I just want a dumb TV
12/29/2022 9:12 am | : 5 mins. | Share to:
Katie and I have had a flat screen TV which we bought shortly after moving to Seattle, a bit over ten years ago. I snagged it as a really good deal from Sam's Club and, overall, it has been fantastic except for one thing. For much of the past ten years, it has had an annoying issue where, randomly, it pop up on screen and say a new connection has been detected and ask if we want to switch to it. This should be a handy feature, right? Except, it's not. We aren't making a new connection. It is detecting ghost signals. Nothing is plugged into the port it believes have a new connection.
As it turns out - this is a known issue when I search the model online and no one has found a solution. So, we just have gotten used to it as a minor annoyance and inconvenience.
However, while we have come to be used to it, I am also embarrassed by it when we have friends over. Like if my car were to keep randomly backfiring while I was giving a friend a ride. They're my friends, they aren't judging me economically or in any way by the TV's annoying interstitial screen, but still... I hate it.
So, with some Christmas money burning a hole in my pocket, I have decided it's time we replace this TV.

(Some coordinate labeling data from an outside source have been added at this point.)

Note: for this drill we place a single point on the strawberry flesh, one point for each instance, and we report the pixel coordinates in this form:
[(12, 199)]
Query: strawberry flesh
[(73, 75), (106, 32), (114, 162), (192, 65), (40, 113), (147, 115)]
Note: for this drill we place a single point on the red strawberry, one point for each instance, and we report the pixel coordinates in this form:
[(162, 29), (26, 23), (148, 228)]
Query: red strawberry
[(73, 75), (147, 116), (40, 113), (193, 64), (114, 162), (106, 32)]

But, now I am faced with a new growing frustration: finding a reliable & high quality dumb TV. That is, one which doesn't have its own Internet connection and report the hours I binge and threaten to show me even more ads. As it turns out, these are not prolific in the market.
It is the sad state of the world that TV companies have realized they can derive even more revenue by doing this. In my searches the only "dumb" TV I could find which fit my price range and size specs was from the "Sceptre" brand which is reviewed poorly online.

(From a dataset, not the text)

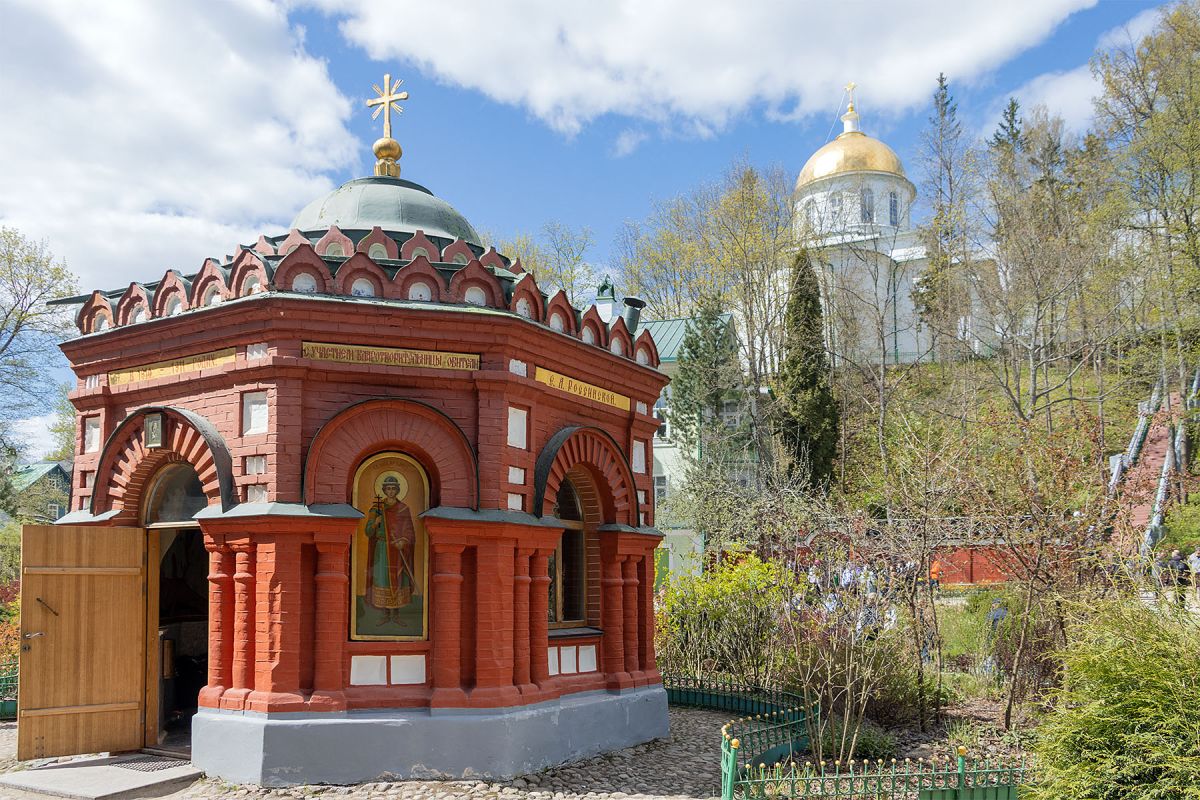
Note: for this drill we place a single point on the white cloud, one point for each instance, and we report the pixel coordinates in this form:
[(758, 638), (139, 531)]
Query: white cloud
[(628, 140), (1069, 92), (694, 66), (34, 434), (145, 136)]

I could go to Craigslist or FB marketplace, but I fear scammers and buying a bad TV and having no recourse to recoup my money.
Ultimately, I have conceded defeat: finding a new dumb TV is a losing battle. I've accepted that we'll be getting some sort of smart TV, and that I'll simply not use its built in features and I'll leave it offline. This ensures that it can't be fed new ads or share usage data, etc.
Or does it? I fear about the next step for these devices, which would be the now nearly omnipresent Xfinity wifi. What if the manufacturer has worked out a deal that it can always reliably connect to Xfinity regardless of whether I initiate it or not? The discussions I've seen online don't seem to have anyone confirming this sort of thing happening, but it isn't a major leap to guess that it could arrive one day.
I guess we'll cross that bridge when it arrives. But this is an area, like right to repair, I wish we'd get some real champions in Congress and the Senate to push legislation which protects consumers and pushes back on the corporations.